Отсюда неизбежное следствие – леность или любопытство. Ибо, видя во всем только зло, эти люди, однако, не могут не знать, что другие продолжают верить в добро. Следовательно, либо их беспечность должна одержать верх и они сумеют заткнуть уши, либо эти звуки остального мира внезапно разбудят их. Отец не мешает сыну идти туда, куда идут другие, куда ходил и сам Катон; он говорит, что молодость должна перебеситься. Однако, воротившись домой, юноша смотрит на свою сестру, что-то происходит с ним после часа, проведенного наедине с грубой Действительностью, и он не может не сказать себе: "У моей сестры нет ничего общего с той тварью, у которой я только что был". Но с этого дня его не покидает тревога.

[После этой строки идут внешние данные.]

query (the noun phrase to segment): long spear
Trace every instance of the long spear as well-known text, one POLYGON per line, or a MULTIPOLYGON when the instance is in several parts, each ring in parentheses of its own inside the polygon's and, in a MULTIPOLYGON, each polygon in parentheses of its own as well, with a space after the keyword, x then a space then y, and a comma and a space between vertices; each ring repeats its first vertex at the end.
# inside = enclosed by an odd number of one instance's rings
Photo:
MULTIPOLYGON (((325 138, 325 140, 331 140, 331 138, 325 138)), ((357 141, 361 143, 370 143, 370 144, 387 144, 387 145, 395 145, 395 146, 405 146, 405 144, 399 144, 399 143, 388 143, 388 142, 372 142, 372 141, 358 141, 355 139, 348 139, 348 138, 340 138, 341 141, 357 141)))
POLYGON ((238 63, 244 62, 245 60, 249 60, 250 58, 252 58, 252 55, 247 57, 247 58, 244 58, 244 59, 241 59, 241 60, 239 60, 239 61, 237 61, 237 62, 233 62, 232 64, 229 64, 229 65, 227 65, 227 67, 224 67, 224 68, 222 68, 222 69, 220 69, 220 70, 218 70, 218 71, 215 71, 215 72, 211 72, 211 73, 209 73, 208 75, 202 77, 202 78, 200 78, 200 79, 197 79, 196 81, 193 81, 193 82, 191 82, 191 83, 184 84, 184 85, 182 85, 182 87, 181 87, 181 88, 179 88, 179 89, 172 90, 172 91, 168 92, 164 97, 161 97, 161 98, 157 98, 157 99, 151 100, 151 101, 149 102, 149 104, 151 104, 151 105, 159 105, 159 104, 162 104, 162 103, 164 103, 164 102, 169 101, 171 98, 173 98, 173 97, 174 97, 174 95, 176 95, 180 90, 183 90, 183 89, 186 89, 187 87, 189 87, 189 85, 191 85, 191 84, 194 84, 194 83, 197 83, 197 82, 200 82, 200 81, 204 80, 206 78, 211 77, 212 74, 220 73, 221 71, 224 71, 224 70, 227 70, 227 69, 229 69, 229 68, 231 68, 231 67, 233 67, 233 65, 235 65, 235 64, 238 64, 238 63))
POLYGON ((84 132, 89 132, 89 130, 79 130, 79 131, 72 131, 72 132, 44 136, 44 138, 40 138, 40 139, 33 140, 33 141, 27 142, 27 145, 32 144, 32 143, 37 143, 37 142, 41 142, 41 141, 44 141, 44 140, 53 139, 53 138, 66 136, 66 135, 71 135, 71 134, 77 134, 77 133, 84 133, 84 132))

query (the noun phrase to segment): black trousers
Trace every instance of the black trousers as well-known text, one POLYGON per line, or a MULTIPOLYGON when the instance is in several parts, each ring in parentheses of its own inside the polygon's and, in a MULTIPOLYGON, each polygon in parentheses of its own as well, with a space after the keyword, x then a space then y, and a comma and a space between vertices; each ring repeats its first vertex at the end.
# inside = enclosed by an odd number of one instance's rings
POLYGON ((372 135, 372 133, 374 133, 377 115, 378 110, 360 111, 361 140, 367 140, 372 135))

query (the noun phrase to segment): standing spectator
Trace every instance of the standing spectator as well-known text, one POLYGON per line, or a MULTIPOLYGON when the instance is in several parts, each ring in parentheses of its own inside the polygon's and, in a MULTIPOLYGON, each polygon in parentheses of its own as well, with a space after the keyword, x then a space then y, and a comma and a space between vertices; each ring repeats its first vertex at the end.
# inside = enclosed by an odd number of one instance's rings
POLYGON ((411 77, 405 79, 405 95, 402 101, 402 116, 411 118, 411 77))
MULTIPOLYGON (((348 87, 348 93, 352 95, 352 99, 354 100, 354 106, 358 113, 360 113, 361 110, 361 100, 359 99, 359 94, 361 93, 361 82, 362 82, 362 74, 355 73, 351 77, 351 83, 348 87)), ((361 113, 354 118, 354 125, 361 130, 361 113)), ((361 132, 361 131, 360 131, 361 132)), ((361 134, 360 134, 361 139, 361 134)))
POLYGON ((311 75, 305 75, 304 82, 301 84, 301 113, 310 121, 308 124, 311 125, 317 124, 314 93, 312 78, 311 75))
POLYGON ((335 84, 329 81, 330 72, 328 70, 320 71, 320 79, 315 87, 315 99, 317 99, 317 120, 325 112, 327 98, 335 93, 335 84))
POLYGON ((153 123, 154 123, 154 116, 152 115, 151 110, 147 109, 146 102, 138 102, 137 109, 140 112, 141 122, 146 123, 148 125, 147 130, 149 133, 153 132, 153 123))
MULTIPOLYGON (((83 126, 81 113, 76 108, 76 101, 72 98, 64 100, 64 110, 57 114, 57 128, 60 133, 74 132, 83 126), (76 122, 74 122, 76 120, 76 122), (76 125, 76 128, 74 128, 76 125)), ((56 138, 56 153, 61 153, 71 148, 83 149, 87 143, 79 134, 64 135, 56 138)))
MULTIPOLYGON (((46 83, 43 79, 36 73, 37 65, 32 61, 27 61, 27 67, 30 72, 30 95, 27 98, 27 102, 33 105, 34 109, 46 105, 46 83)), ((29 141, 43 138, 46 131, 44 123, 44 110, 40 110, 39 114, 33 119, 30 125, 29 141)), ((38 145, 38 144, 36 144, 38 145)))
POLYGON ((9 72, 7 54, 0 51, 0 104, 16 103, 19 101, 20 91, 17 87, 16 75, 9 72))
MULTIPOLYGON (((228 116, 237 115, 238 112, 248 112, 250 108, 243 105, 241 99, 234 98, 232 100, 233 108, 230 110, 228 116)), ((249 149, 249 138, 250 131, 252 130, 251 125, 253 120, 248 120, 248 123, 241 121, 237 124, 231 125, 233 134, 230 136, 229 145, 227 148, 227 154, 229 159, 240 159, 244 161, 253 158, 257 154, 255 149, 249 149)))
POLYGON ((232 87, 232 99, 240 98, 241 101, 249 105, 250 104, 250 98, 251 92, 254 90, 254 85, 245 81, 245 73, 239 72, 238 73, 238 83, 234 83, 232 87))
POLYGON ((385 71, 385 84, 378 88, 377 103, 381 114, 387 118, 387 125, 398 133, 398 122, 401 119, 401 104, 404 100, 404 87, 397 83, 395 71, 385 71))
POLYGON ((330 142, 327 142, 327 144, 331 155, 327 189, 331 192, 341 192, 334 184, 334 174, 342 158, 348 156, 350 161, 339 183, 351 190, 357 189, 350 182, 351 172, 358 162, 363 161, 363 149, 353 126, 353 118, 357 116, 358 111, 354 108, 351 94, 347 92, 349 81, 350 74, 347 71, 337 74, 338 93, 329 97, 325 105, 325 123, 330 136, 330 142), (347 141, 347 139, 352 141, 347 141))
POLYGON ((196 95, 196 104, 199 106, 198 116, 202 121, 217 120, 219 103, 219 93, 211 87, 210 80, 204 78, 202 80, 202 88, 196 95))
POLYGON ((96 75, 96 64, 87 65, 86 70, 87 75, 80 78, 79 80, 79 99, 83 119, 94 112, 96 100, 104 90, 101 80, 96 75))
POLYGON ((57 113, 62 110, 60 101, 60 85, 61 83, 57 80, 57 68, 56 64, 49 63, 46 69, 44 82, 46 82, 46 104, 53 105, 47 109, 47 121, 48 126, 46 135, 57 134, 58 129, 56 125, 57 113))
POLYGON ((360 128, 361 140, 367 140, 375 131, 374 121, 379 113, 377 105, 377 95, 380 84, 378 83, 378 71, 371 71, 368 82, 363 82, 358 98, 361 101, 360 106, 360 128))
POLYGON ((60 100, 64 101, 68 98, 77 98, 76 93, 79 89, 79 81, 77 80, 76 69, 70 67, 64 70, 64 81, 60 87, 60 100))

Любопытство, возбуждаемое злом, – это гнусная болезнь, зарождающаяся от всякого нечистого соприкосновения. Это инстинкт, заставляющий привидения бродить среди могил и поднимать могильные плиты; это невыразимая пытка, которою бог карает тех, кто согрешил. Им хотелось бы верить в то, что все грешны, хотя, быть может, это привело бы их в отчаяние. А пока что они исследуют, ищут, спорят, они наклоняют голову, подобно архитектору, который прилаживает наугольник, и изо всех сил стараются увидеть то, что им хочется видеть. Если зло очевидно, они улыбаются; оно еще не доказано, а они уже готовы поклясться в нем; они отворачиваются, увидев добро. "Как знать?" – вот великая формула, вот первые слова, которые произнес дьявол, когда небеса закрылись перед ним. Увы! Сколько несчастных породили эти два слова! Сколько бедствий и смертей, сколько ужасных взмахов косы, занесенной над готовой созреть, жатвой! Сколько сердец оказались разбитыми, сколько семей оказались разрушенными после того, как были произнесены эти слова! "Как знать?" "Как знать?" Постыдные слова! Уж лучше было тем, кто произнес их, последовать примеру баранов, которые не знают, где бойня, и идут туда, пощипывая траву. Это лучше, чем быть вольнодумцем и читать Ларошфуко.